Я думаю, мгновенье – жаль киселя, но каша нажористей.
– Давай.
Авка в два глотка выпивает мой кисель и ловко, легко выпрыгивает из-за стола.
Занятия. Нам предлагают принести учебники, тетради; рассказывают, чем мы будем заниматься, какая программа. Все это чушь, ерунда, плата за предстоящий обед. В двенадцать нас снова ведут в столовую. Жидкий крупяной суп, пшенная каша, стакан хвойного сока. Не густо. Но все это без карточек! Это дополнительно! Значит, дома я сегодня с легкой душой и чистой совестью поем еще, поскольку за последнее время стали отоваривать все талоны. Мы теперь получаем много хлеба: шестьсот граммов на папину рабочую карточку, четыреста на Миррину, и по триста нам с мамой. К празднику выдали пшено, сахарный песок, сливочное масло по сто граммов, пряники, давно забытый чай.

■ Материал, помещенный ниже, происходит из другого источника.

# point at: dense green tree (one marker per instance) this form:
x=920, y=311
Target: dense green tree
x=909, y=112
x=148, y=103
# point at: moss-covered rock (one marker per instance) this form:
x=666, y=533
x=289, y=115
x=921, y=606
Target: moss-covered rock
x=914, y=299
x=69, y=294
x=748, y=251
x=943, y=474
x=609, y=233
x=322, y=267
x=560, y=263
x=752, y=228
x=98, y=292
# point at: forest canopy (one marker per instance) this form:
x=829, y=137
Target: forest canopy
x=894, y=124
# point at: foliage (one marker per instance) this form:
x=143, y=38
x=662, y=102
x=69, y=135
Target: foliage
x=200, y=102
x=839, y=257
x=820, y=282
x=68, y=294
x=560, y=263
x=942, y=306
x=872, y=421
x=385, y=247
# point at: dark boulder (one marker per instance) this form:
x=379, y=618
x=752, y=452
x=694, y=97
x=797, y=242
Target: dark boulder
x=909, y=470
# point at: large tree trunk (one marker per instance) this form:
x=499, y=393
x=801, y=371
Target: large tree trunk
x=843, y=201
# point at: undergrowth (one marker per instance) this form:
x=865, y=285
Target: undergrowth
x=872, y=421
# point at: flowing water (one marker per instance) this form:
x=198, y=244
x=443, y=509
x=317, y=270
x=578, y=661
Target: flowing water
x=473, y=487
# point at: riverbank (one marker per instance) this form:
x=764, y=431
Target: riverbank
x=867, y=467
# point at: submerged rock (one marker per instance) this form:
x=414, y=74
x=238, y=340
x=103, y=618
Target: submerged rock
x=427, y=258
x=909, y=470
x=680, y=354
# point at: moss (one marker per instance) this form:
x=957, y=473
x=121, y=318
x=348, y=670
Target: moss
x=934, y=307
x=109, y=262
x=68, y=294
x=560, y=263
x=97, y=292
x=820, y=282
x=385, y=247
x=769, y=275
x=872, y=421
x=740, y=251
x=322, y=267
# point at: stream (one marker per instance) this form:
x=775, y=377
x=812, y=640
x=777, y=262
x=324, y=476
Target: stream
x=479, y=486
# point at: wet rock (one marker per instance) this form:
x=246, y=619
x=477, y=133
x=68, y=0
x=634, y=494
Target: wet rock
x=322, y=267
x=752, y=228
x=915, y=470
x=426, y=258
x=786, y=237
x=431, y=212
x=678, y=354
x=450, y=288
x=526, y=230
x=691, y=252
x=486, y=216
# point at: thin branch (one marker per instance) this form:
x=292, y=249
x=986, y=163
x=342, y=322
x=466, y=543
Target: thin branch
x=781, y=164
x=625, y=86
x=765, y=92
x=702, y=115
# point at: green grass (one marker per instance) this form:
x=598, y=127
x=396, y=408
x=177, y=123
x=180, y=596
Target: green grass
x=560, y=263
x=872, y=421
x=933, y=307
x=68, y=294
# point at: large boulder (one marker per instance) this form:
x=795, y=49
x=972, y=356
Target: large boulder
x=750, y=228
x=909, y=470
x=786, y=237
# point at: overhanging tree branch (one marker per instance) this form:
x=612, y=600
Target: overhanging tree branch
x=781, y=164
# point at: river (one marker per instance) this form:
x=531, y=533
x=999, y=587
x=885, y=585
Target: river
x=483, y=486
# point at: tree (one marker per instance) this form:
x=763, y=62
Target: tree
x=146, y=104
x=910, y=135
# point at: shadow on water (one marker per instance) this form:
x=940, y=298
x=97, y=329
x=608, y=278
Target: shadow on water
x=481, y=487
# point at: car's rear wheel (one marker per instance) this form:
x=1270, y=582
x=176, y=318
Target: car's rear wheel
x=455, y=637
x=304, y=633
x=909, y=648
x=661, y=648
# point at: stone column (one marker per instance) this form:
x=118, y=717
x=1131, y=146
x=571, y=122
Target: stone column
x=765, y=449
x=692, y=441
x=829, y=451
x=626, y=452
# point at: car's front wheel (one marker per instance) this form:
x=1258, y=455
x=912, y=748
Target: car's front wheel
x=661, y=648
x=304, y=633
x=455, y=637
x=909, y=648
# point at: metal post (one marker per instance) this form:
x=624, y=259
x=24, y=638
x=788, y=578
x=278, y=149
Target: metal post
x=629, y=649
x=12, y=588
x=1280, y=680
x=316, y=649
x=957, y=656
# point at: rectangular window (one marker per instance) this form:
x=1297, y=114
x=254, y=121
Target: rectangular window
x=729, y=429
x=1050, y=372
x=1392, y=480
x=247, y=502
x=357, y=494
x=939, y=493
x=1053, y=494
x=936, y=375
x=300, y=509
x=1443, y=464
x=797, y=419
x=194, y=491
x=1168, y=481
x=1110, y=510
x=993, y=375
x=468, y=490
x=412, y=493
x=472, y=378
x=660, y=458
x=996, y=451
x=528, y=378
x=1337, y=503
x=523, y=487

Вот окрепну немного и пойду работать, буду получать рабочую карточку. Только бы окрепнуть! А на школу наплевать – надо выжить.

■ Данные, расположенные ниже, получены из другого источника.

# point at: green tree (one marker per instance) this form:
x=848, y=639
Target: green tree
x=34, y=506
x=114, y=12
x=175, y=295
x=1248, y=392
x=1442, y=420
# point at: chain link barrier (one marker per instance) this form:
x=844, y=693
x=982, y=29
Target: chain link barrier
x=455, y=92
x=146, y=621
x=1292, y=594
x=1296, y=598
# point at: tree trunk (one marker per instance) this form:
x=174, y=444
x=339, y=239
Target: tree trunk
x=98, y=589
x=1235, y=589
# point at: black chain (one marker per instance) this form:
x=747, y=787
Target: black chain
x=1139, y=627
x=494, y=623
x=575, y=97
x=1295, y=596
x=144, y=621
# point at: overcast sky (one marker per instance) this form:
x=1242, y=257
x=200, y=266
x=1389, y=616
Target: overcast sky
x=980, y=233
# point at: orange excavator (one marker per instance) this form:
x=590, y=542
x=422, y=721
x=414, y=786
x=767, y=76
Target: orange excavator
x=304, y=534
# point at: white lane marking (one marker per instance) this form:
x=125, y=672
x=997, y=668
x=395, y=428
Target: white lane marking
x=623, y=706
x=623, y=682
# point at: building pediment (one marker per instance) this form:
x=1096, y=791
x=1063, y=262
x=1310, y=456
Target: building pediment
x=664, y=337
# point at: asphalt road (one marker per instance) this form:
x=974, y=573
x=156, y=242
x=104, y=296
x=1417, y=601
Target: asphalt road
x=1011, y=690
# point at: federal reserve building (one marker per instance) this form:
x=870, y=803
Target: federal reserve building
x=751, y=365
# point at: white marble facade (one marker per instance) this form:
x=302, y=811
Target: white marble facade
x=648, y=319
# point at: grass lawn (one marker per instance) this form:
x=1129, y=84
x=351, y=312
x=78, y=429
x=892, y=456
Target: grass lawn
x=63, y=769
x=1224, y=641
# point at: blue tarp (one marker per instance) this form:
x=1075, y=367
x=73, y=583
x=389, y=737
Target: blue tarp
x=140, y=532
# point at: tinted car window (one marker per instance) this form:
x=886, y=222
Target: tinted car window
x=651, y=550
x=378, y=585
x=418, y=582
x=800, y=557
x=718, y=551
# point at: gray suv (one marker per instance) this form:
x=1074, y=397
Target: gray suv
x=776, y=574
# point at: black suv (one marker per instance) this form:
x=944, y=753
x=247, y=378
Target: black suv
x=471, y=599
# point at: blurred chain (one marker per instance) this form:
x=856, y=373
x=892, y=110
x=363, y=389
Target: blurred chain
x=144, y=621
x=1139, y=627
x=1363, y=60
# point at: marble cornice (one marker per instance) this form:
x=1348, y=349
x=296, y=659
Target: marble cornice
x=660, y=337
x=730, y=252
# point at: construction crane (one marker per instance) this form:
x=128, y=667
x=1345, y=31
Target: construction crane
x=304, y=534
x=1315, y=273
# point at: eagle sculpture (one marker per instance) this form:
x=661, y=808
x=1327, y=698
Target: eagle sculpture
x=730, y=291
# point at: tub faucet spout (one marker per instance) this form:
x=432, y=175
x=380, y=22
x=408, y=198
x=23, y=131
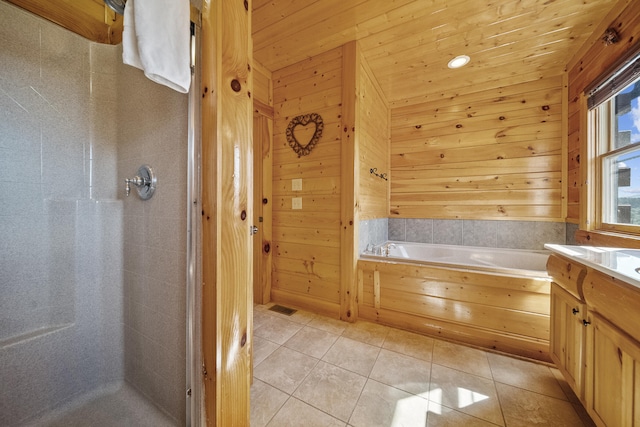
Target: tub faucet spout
x=386, y=248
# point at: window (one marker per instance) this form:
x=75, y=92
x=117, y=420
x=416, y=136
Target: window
x=615, y=140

Месяц, проведенный в школе, вспоминается смутно. Я не помню ни лиц, ни занятий. Ярко запомнился только эпизод, связанный с Авкиными друзьями, которые верховодили в школе, играли в карты, носились по коридору, сбивая с ног еле движущихся дистрофиков, издевались над слабыми, выменивали за хлеб и каши нужные им вещи. Главой этой группы был Финогенов, сын директора магазина. Авка всегда заискивал перед ним. Круглолицый Антонов – сын какого-то исполкомовца. Поддубный – сын видного партийца. Остальных не запомнил. Но навсегда запомнил сцену, когда выйдя из класса, наткнулся на их компанию, взявшую в плотный круг какого-то высокого и тощего, как хлыст, бледного, в шапке надвинутой на глаза, парня.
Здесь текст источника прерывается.